New media don’t kill the old media

Since the Internet broke into humanity with all its transformative force back in 1995, there have never been premonitions about the imminent disappearance of the traditional media, namely printed newspapers.

The omens in this regard have been based on two parallel measurements: the one that records the number of people connected to digital media and the one that marks the fall of circulation and ad revenue of the newspapers, or the decline of radio and television audiences.

Similar forecasts were aired, several decades ago, regarding the written press when the radio and TV made their entry into the media scene, projecting all their capacity to massify audiences and to win the race of informative immediacy.

A new ecosystem was then born, in which that older audiovisual media that relied on analog signals have been gradually surpassed by the Internet’s format over time, because of its innovative technologies. This, however, happened without replacing the older media as a matrix, it simply has transformed them.

What has changed have been the skills of both worlds to adapt to the new ways that now exist to filter the news appropriately, taking advantage of digital hyperconnectivity.

The traditional printed press has been, of course, one of the most impacted by this technological revolution.

Although the decline of ad revenue and general sales have forced many newspapers to disappear or reduce their circulation levels, the physical matrix still exists as a reference and guarantee of truthful content, and as a space in which journalism is exercised very professionally.

In fact, when combined with digital platforms, these media have seen their audiences and revenues from paid subscriptions increase more than ever before.

What hasn’t ever changed is the need for humans to inform and communicate, only the ways to achieve this objective have. The new technologies allow for greater integration, greater speed and the globalization of communications. The survivors will depend on their ability or means to adapt to the new modalities.
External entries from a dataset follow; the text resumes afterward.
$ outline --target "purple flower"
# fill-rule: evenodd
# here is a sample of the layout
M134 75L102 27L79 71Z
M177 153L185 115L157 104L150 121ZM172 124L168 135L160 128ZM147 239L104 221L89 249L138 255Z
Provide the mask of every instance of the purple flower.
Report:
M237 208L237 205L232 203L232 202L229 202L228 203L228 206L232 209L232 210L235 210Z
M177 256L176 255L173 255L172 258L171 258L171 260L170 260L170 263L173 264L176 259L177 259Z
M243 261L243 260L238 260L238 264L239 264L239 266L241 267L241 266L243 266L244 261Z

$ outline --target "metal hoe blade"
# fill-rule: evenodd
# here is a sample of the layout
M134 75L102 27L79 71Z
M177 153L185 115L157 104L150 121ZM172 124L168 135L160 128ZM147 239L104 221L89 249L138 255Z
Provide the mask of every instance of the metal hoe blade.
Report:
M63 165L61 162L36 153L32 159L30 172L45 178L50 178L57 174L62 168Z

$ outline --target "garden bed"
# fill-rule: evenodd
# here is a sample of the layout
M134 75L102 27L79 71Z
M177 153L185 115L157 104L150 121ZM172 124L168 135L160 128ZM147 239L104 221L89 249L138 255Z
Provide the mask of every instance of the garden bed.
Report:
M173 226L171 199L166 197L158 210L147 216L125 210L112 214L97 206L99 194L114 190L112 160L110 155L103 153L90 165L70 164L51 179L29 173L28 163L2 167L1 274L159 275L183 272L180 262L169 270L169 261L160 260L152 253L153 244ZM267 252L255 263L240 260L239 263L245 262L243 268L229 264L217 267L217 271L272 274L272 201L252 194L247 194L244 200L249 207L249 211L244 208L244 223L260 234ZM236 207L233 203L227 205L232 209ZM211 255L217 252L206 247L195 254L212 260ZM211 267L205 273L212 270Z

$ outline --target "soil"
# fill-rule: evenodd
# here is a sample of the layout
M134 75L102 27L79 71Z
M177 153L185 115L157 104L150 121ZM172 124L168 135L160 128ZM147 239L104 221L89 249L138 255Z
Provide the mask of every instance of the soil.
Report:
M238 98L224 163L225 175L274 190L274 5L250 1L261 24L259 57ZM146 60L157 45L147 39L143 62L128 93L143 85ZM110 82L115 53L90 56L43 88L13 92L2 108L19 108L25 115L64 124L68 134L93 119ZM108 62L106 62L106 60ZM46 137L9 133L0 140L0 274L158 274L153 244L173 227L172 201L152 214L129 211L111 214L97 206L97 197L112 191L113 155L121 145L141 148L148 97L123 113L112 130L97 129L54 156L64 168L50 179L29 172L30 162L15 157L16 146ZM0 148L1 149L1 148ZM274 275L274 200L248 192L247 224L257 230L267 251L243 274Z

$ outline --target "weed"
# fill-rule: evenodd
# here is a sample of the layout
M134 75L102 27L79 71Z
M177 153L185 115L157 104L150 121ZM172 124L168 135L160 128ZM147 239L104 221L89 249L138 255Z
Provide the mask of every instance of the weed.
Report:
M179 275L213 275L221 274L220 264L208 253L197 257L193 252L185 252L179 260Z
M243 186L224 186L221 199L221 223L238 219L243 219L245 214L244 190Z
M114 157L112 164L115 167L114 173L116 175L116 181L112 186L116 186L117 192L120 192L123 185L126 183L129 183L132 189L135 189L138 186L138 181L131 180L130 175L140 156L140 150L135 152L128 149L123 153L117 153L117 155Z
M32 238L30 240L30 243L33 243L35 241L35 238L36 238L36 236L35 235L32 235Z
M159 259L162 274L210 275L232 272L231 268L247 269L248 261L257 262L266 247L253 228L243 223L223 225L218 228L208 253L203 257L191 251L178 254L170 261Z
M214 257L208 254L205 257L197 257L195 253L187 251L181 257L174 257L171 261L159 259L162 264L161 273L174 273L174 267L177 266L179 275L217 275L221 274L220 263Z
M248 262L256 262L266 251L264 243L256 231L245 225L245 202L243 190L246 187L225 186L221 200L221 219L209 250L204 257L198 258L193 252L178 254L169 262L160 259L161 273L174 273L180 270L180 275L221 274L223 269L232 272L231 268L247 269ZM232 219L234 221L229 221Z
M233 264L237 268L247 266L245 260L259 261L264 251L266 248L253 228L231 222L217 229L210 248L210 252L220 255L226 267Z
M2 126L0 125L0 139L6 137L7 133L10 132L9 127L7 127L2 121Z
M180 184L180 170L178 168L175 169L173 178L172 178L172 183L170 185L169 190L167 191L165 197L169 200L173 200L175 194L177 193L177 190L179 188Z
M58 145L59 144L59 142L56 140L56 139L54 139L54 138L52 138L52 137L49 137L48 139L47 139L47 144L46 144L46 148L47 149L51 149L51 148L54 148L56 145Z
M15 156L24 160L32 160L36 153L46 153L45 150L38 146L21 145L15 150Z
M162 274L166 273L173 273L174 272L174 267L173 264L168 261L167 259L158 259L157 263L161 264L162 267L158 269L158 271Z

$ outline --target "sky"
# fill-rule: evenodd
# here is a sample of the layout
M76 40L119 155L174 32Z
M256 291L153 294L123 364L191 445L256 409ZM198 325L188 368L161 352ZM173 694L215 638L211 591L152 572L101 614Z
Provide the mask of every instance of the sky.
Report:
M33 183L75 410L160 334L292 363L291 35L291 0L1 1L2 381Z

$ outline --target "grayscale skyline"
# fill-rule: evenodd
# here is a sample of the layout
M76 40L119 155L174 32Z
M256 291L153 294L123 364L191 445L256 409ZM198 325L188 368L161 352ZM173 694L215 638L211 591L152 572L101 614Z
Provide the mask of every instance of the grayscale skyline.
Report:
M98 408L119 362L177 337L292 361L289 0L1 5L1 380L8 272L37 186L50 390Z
Journalism professor Jose Luis Orihuela, at the University of Navarra, Spain, is the author of the phrase that I use as the epigraph of these reflections. His opinion, regarding the future of the press, contains this: “I have always supported the complementarity between what’s newer and what’s older, setting aside substitution. The new media don’t kill the old media, but they force them to evolve.”

– Translated from Spanish by Randy Rodriguez.